LE TERME ROMANE

A Lucera, che fu dapprima Colonia di diritto latino e poi Colonia imperiale di Roma, sono ancora visibili i resti di grandi impianti termali di età romana. Di due di questi si ha sicura memoria. Nel 1872, durante lo scavo di una fogna nei pressi della Porta di San Severo, in corrispondenza di un grosso pezzo di fabrica antica (conosciuto come Ciavurro di San Matteo, poiché inglobato in una parete della trecentesca chiesa parrocchiale di S. Matteo Apostolo) veniva individuato per la prima volta un impianto termale di età imperiale da allora noto come “Terme di Piazza San Matteo”.
Furono scoperte grandi vasche per pubblici bagni (le Terme romane), resti di murature, pavimenti a mosaico, condutture e un’iscrizione con dedica al Divo Commodo, oltre a terracotte e altri oggetti. Era inoltre rinvenuta una statua di marmo bianco rappresentante una Venere (ora al Museo civico), copia di originale prassitelico, assegnata all’epoca imperiale (I sec.), che i romani solevano porre nel vestibolo delle terme.
Nel 1884, in località Piano dei Puledri, venivano scoperte tracce di vasche, di stabilimenti termali e, a circa 17 metri di profondità, un serbatoio che faceva capo a una grande sorgente d’acqua alla quale erano congiunte ampie condutture dirette a valle verso la città.
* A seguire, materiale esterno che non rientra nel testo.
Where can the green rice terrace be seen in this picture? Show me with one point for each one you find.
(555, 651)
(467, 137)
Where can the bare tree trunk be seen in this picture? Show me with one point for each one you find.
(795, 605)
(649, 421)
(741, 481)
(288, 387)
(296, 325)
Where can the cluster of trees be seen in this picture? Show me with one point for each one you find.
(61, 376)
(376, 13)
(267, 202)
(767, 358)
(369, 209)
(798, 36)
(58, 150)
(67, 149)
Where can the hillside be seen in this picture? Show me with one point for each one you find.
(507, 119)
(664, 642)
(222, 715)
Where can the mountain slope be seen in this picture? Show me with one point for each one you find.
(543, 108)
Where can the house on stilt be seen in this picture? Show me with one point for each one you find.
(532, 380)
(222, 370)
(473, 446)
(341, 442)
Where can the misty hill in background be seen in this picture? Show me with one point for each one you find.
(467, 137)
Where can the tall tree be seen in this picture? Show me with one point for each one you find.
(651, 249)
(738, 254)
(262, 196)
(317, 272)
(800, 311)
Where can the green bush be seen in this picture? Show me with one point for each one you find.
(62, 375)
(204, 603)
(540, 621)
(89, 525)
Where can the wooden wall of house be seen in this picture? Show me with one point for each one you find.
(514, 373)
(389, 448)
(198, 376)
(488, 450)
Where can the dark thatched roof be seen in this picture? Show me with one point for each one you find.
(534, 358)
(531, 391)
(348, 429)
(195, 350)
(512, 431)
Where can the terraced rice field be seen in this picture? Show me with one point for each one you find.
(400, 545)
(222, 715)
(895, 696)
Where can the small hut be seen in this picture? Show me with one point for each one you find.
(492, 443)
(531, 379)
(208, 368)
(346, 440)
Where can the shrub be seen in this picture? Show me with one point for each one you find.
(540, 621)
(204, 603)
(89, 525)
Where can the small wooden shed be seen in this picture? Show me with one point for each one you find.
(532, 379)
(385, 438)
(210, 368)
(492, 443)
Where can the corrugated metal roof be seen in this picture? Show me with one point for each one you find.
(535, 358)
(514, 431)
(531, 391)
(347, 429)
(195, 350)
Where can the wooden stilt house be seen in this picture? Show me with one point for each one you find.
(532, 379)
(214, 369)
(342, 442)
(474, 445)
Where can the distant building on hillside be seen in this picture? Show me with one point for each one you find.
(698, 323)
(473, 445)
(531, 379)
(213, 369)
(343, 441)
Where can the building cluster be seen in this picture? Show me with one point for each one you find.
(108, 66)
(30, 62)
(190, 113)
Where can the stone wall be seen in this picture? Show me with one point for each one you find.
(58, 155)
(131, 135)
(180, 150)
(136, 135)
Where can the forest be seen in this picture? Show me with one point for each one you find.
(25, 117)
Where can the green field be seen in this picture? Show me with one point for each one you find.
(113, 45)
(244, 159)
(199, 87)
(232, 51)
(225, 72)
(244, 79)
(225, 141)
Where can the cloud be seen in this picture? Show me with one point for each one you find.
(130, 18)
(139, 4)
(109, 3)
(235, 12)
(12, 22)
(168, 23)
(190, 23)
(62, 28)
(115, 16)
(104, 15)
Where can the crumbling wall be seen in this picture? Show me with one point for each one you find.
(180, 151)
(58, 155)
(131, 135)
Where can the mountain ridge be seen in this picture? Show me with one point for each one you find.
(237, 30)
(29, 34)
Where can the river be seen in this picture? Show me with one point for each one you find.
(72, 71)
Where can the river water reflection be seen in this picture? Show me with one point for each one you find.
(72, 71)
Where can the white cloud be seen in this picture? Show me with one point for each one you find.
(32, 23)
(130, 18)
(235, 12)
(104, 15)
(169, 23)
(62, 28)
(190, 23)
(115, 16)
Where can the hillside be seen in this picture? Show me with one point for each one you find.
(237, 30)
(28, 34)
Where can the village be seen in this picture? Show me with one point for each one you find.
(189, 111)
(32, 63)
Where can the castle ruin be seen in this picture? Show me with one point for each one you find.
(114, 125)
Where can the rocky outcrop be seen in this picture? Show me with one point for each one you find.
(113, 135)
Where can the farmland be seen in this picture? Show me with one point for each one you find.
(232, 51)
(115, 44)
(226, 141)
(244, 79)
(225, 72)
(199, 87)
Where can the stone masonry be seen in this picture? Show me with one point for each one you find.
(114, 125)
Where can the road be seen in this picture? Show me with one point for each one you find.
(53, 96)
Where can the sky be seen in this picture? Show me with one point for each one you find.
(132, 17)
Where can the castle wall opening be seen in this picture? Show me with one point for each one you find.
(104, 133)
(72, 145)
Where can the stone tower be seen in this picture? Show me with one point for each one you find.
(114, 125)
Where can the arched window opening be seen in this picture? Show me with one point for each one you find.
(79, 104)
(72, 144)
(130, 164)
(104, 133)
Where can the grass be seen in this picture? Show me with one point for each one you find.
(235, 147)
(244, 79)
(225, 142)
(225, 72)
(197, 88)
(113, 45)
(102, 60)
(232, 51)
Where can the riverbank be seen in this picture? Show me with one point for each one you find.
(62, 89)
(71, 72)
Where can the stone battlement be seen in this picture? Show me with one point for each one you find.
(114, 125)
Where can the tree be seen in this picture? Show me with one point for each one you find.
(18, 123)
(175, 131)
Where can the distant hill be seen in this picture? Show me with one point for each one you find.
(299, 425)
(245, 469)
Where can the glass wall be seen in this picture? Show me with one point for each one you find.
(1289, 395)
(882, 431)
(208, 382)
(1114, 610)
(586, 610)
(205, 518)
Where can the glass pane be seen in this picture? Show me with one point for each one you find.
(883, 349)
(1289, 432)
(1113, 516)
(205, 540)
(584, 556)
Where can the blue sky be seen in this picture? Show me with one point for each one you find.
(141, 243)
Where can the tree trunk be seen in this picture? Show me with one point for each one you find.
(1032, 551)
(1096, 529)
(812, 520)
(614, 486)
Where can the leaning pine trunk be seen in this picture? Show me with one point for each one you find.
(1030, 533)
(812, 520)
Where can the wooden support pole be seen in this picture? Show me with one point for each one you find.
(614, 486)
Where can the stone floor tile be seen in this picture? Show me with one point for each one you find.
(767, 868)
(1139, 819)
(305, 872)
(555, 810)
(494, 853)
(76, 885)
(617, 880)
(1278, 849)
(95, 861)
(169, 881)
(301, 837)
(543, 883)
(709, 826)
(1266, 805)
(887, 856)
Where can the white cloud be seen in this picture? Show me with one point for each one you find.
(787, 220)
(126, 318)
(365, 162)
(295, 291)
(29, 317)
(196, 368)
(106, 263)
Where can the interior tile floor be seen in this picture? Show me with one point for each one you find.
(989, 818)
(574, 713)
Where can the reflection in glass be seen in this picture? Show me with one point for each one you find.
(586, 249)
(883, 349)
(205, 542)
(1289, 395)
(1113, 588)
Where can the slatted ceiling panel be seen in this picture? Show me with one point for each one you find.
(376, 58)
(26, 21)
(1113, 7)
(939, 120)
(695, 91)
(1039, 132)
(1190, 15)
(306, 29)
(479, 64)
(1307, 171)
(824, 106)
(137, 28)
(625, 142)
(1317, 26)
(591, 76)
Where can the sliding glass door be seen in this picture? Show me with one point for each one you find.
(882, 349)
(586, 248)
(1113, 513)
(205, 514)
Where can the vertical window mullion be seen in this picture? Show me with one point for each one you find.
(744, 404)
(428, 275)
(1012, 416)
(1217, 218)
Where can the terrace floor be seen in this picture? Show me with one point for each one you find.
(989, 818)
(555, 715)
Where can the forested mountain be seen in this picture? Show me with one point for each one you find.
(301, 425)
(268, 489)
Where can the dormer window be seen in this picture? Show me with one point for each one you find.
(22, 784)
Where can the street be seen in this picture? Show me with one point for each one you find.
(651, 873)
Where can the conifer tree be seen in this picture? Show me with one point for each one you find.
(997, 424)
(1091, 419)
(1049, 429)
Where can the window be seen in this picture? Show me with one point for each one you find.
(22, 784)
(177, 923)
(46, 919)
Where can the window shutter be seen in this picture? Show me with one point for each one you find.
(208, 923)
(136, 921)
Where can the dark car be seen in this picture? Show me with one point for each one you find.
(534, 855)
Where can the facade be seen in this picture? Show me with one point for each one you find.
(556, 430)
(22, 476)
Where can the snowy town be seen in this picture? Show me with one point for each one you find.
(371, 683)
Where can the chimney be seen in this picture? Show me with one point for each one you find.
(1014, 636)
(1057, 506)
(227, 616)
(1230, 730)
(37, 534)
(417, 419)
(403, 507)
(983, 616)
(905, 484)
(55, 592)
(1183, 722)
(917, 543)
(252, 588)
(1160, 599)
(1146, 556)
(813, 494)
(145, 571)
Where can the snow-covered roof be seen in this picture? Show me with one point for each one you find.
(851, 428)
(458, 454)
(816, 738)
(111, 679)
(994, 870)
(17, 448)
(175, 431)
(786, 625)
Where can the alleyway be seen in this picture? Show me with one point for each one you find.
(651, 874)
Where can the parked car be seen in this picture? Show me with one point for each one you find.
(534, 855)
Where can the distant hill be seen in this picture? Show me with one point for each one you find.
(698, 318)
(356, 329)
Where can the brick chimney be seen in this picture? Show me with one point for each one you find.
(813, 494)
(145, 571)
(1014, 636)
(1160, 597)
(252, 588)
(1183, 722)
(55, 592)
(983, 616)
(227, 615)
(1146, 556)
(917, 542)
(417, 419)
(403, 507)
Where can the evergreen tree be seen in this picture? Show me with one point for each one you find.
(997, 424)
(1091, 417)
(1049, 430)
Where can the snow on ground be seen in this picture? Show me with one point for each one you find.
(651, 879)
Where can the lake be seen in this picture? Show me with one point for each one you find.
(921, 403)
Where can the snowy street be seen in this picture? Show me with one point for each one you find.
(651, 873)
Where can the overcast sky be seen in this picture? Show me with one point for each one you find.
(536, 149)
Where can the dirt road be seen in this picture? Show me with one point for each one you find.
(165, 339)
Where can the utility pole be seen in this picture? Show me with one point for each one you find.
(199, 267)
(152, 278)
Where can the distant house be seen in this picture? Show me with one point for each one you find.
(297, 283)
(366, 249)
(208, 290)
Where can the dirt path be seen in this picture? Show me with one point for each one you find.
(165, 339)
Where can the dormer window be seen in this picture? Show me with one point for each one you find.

Pochi anni dopo, nel 1899, in prossimità della centralissima piazza del Duomo, e precisamente nell’attuale piazza Nocelli, i lavori per la costruzione di un serbatoio di acqua potabile del Serino, portavano alla luce un esteso pavimento a mosaico policromo del I secolo (oggi nel salone della Venere del Museo civico), mirabile per la varietà delle figure, la vivacità dei colori, la ricchezza degli ornati e la molteplicità delle figure (delfini, tritoni, tori, cavalli marini), ritenuto parte di una struttura termale di età romana.
Sempre nell’area delle Terme di San Matteo, già interessata dai rinvenimenti del 1872, accanto ad alcune strutture in laterizio (rappresentati da sei ambienti di diversa superficie) con pavimenti in mosaico, marmo e mattoni, una campagna di scavi diretta nel 1922 dal primo Soprintendente agli Scavi e ai Musei archeologici di Puglia Quintino Quagliati riportava alla luce una colossale scultura di marmo in trono (m. 1,80 x 1,30) in parte mutilata e dal volto sfigurato per damnatio memoriae, attribuita all’imperatore Commodo, che fu trasportata e ricostruita sulla scalinata di accesso al Museo civico Fiorelli.
Gli scavi del 1922 restarono scoperti e recintati, in previsione di ulteriori ricognizioni; ma per l’incalzare degli eventi e per il pubblico disinteresse, tolta la ringhiera metallica protettiva, che fu donata alla Patria, gli scavi furono richiusi. Oggi il complesso termale, riportato alla luce solo in parte nel 1983-1985, conserva solo labili accenni della sua evidenza e monumentalità e rappresenta un punto fermo per la topografia della città romana: non di certo dal punto di vista della valorizzazione, giacché esso giace in condizioni di degrado e di illegibilità della struttura antica, delimitata solo da una esile recinzione e rimane in attesa di interventi di tutela e di valorizzazione.